The Harvest of the Guard

​The lead guard's scream was cut short as Elara inhaled. It wasn't a breath of air; it was a rhythmic suction of his very essence. His "scent"—a robust, honest aroma of leather and rainwater—was stripped from his body, pulled into the black runes on Elara's skin.

​He didn't fall like a dead man. He crumpled like a suit of armor that had suddenly lost its occupant.

​"Monster!" another cried, lunging with a halberd.

​Elara didn't flinch. She reached out and caught the steel blade with her bare hand. The metal didn't cut her; instead, a frost-black rot spread from her touch, turning the sturdy steel into brittle glass that shattered against the floor.

​"You call me a monster because you can finally see me," she said, her voice layered with the resonant echoes of the souls she had already consumed. "But you ignored the girl. You ignored the hunger. You only care about the storm now that it's at your door."

The Great Doors of the Throne Room were ten feet of solid, scented sandalwood, reinforced with gold. They were designed to keep out armies. They were not designed to withstand a vacuum.

​Elara placed both palms against the wood. The Phase Three (The Intake) roared. The sandalwood didn't break; it withered. The rich, ancient scent of the wood was sucked dry, the gold filigree peeling away like dead skin. The doors groaned and collapsed into a pile of grey ash.

​Inside, King Alaric sat upon his throne, his crown trembling. The air in the room was thick with the most expensive incense in the world—frankincense, myrrh, and rare dragon-bloom.

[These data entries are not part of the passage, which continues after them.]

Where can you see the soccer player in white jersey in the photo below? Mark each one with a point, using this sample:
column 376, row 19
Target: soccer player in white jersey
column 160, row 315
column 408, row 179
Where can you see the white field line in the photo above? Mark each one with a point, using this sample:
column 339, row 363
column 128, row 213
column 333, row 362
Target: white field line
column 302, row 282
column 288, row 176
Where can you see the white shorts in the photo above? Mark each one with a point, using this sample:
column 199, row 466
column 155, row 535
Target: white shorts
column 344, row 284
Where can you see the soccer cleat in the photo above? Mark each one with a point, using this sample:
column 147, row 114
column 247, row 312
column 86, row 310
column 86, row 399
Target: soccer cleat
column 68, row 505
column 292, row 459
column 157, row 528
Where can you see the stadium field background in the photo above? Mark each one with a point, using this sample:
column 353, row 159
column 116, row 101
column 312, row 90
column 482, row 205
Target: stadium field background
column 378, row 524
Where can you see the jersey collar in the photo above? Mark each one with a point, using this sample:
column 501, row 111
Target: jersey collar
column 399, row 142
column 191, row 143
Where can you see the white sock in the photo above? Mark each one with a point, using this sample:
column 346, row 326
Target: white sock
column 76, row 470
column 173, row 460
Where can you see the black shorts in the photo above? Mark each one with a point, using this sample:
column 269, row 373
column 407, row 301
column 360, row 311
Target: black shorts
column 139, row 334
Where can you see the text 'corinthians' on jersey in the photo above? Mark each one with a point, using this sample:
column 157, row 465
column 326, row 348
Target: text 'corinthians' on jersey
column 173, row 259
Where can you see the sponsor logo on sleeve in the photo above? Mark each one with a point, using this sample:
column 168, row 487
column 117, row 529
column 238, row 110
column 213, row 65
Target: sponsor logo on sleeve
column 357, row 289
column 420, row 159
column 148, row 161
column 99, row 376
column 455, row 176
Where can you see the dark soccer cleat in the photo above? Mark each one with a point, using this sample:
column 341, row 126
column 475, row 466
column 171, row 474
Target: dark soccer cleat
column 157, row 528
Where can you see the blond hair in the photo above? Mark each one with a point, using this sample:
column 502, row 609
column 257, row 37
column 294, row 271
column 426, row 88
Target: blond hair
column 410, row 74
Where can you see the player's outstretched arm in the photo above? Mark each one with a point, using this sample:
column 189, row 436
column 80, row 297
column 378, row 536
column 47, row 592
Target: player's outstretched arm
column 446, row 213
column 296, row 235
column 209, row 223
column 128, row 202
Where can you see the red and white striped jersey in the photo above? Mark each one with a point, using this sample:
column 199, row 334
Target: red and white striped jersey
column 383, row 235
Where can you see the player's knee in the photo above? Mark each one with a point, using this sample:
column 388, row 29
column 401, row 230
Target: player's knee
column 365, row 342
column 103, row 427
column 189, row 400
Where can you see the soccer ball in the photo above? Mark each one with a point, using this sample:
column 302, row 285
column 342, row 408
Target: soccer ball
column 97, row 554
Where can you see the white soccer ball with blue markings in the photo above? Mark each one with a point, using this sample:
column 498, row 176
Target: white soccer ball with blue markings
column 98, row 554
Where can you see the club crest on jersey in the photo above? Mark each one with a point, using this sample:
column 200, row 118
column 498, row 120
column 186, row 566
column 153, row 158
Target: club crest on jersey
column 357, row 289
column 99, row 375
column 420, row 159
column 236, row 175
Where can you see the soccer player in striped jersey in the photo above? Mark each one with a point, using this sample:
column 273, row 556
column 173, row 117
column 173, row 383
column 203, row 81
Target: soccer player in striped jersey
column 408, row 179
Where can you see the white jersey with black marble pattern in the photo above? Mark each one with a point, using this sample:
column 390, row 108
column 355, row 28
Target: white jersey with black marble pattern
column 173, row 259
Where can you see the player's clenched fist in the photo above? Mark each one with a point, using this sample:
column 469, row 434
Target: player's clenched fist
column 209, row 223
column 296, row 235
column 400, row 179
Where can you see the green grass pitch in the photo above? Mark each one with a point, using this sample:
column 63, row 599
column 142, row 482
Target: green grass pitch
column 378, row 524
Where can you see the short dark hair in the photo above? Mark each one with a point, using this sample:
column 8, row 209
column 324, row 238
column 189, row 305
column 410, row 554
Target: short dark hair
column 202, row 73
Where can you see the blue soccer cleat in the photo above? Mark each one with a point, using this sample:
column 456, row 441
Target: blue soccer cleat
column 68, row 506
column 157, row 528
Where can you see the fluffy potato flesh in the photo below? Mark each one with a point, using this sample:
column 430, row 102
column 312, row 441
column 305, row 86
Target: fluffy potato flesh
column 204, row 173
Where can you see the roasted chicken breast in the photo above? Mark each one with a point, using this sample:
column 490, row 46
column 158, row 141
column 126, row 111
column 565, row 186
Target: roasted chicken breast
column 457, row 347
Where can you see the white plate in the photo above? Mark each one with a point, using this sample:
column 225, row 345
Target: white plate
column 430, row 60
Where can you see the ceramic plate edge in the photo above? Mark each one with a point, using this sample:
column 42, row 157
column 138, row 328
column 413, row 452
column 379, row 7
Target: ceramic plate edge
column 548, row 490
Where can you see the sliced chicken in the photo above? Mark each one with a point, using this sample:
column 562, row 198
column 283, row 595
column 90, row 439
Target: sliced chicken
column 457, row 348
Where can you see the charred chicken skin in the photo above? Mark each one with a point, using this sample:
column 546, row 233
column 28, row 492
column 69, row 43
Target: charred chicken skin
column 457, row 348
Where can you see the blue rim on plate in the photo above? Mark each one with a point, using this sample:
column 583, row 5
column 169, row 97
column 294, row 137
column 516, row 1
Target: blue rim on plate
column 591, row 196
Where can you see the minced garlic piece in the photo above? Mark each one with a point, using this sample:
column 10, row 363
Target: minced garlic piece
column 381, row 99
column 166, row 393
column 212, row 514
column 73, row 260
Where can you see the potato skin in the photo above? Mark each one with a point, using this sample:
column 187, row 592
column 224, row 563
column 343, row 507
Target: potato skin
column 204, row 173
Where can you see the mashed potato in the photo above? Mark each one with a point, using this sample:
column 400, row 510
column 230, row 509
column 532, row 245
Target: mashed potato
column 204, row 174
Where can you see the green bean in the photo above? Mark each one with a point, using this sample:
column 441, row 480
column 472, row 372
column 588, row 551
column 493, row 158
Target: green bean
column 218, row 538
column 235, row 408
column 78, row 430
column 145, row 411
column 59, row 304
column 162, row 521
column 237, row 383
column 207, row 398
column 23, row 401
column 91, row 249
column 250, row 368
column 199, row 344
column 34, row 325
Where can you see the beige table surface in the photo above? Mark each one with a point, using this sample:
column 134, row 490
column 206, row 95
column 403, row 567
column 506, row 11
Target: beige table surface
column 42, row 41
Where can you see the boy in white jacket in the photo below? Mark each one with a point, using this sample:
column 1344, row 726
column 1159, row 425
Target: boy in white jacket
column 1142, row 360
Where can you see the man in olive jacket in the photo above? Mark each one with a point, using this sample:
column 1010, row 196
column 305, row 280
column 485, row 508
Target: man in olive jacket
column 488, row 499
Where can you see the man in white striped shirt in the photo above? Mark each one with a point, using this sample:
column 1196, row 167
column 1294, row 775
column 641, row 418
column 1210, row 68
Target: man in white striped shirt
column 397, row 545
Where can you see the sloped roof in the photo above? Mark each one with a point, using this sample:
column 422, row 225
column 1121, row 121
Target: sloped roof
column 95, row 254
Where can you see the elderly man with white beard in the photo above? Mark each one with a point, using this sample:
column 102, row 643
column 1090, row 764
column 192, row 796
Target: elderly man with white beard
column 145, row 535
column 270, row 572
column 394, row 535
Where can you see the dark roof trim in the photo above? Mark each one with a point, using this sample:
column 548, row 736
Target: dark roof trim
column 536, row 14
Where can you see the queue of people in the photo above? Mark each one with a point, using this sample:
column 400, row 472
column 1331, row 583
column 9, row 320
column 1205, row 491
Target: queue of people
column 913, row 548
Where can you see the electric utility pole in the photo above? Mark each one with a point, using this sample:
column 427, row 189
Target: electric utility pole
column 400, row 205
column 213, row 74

​"Elara," the King gasped, his voice cracking. "We... we gave you a chance. We sent you to the Woods to find your essence!"

​"You sent me to be eaten," Elara countered, her footsteps silent as she crossed the marble. "But I was the one with the appetite."

​She stood before the throne. The King looked at her and didn't see his subject; he saw a tear in reality that was slowly widening. The black trails from her eyes were no longer liquid; they were smoke, swirling around her head like a dark, shifting veil.

​"Your kingdom is built on the scent of others," she said, looking at the courtiers cowering in the shadows. "You steal the beauty of the world to hide the fact that you are all empty inside. I am just the first one to be honest about it."

​She reached out for the King's crown. As her fingers touched the gold, the "shimmering liquid" the stranger had offered her in the bowl—the essence of the Void—erupted from her pores. It didn't consume the King; it replaced him.

​The vacuum didn't just take his soul; it took the very concept of "King."

​The crown hit the floor with a dull thud. Alaric remained on the throne, his eyes wide and vacant, his scent of power and aged parchment gone forever. He was a Hollowed shell, a monument to the girl he had discarded.